Modified: llvm/trunk/test/CodeGen/AMDGPU/collapse-endcf.ll
URL: http://llvm.org/viewvc/llvm-project/llvm/trunk/test/CodeGen/AMDGPU/collapse-endcf.ll?rev=310987&r1=310986&r2=310987&view=diff
==============================================================================
--- llvm/trunk/test/CodeGen/AMDGPU/collapse-endcf.ll (original)

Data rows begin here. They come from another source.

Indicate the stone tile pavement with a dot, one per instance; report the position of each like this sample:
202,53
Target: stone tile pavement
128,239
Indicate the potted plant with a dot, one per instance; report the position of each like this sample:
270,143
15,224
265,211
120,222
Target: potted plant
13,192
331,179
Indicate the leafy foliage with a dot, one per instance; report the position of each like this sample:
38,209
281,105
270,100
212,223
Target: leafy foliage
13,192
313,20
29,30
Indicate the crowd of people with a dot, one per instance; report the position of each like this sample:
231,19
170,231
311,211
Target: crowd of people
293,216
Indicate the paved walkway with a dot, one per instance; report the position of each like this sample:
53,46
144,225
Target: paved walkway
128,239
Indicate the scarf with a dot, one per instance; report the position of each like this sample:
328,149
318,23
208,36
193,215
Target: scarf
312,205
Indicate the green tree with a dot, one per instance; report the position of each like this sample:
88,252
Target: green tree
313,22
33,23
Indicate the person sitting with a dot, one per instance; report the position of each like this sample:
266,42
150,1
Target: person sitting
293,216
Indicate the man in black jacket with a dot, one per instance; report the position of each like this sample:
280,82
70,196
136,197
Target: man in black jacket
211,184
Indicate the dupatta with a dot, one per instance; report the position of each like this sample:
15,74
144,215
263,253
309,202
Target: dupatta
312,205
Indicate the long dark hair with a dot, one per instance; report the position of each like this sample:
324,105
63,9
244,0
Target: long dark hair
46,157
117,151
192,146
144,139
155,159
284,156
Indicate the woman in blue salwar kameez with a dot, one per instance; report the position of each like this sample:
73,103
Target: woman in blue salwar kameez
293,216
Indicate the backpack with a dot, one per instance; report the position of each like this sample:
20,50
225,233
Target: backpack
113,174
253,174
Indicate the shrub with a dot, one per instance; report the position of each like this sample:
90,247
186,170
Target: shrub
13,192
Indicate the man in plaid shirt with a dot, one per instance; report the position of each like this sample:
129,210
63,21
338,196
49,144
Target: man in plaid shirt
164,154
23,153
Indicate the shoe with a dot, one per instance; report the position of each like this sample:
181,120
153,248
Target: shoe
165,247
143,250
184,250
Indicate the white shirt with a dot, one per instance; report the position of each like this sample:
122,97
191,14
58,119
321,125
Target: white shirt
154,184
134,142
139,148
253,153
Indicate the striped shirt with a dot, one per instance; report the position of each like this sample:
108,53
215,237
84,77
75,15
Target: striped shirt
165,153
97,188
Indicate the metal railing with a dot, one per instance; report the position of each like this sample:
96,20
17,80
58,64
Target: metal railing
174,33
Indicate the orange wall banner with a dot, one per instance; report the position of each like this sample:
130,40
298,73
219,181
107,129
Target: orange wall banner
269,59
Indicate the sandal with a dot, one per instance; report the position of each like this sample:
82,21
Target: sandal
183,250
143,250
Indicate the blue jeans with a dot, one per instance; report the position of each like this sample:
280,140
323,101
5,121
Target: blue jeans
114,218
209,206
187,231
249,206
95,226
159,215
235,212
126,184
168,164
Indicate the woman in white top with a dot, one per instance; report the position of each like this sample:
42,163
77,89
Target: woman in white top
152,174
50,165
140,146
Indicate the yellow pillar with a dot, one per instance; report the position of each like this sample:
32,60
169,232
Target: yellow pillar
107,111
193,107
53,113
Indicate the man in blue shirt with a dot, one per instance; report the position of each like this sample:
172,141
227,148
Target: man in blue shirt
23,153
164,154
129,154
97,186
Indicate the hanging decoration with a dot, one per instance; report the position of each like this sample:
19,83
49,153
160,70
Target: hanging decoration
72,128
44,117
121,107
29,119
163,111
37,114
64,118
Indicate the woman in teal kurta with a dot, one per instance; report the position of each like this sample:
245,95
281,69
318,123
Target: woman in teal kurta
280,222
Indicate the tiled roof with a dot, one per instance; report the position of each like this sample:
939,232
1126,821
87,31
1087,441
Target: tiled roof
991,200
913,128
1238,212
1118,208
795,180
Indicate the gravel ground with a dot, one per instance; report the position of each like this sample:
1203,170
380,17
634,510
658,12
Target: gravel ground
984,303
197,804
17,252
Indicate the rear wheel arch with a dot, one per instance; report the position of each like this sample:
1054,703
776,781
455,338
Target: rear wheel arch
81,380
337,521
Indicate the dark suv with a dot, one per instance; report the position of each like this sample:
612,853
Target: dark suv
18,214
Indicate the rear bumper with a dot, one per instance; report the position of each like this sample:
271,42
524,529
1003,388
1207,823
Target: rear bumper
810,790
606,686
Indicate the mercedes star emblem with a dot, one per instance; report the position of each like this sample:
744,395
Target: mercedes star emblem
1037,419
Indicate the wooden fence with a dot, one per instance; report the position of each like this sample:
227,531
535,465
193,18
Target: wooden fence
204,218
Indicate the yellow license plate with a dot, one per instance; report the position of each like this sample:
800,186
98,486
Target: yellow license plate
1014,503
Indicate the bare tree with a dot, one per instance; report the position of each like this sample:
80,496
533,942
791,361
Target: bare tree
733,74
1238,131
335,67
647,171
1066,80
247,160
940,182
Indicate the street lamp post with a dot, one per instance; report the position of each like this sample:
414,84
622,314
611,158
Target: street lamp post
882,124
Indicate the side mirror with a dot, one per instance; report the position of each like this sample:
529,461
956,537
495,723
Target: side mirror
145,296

+++ llvm/trunk/test/CodeGen/AMDGPU/collapse-endcf.ll Tue Aug 15 21:43:49 2017
@@ -9,7 +9,6 @@
 ; GCN-NEXT: {{^BB[0-9_]+}}:
 ; GCN:      store_dword
 ; GCN-NEXT: {{^}}[[ENDIF]]:
-; GCN-NEXT: s_or_b64 exec, exec, [[SAVEEXEC]]
 ; GCN-NEXT: s_endpgm
 define amdgpu_kernel void @simple_nested_if(i32 addrspace(1)* nocapture %arg) {
 bb:
@@ -45,7 +44,6 @@ bb.outer.end:
 ; GCN-NEXT: s_or_b64 exec, exec, [[SAVEEXEC_INNER]]
 ; GCN:      store_dword
 ; GCN-NEXT: {{^}}[[ENDIF_OUTER]]:
-; GCN-NEXT: s_or_b64 exec, exec, [[SAVEEXEC_OUTER]]
 ; GCN-NEXT: s_endpgm
 define amdgpu_kernel void @uncollapsable_nested_if(i32 addrspace(1)* nocapture %arg) {
 bb:
@@ -90,7 +88,6 @@ bb.outer.end:
 ; GCN-NEXT: ; mask branch [[ENDIF_OUTER]]
 ; GCN:      store_dword
 ; GCN-NEXT: {{^}}[[ENDIF_OUTER]]:
-; GCN-NEXT: s_or_b64 exec, exec, [[SAVEEXEC_OUTER]]
 ; GCN-NEXT: s_endpgm
 define amdgpu_kernel void @nested_if_if_else(i32 addrspace(1)* nocapture %arg) {
 bb:
@@ -141,13 +138,10 @@ bb.outer.end:
 ; GCN-NEXT: {{^BB[0-9_]+}}:
 ; GCN:      store_dword
 ; GCN-NEXT: s_and_saveexec_b64 [[SAVEEXEC_INNER_IF_OUTER_THEN:s\[[0-9:]+\]]]
-; GCN-NEXT: ; mask branch [[ENDIF_INNER_OUTER_THEN:BB[0-9_]+]]
+; GCN-NEXT: ; mask branch [[ENDIF_OUTER]]
 ; GCN-NEXT: {{^BB[0-9_]+}}:
 ; GCN:      store_dword
-; GCN-NEXT: {{^}}[[ENDIF_INNER_OUTER_THEN]]:
-; GCN-NEXT: s_or_b64 exec, exec, [[SAVEEXEC_INNER_IF_OUTER_THEN]]
 ; GCN-NEXT: {{^}}[[ENDIF_OUTER]]:
-; GCN-NEXT: s_or_b64 exec, exec, [[SAVEEXEC_OUTER3]]
 ; GCN-NEXT: s_endpgm
 define amdgpu_kernel void @nested_if_else_if(i32 addrspace(1)* nocapture %arg) {
 bb:
@@ -183,6 +177,33 @@ bb.outer.end:
   ret void
 }
 
+; GCN-LABEL: {{^}}s_endpgm_unsafe_barrier:
+; GCN:      s_and_saveexec_b64 [[SAVEEXEC:s\[[0-9:]+\]]]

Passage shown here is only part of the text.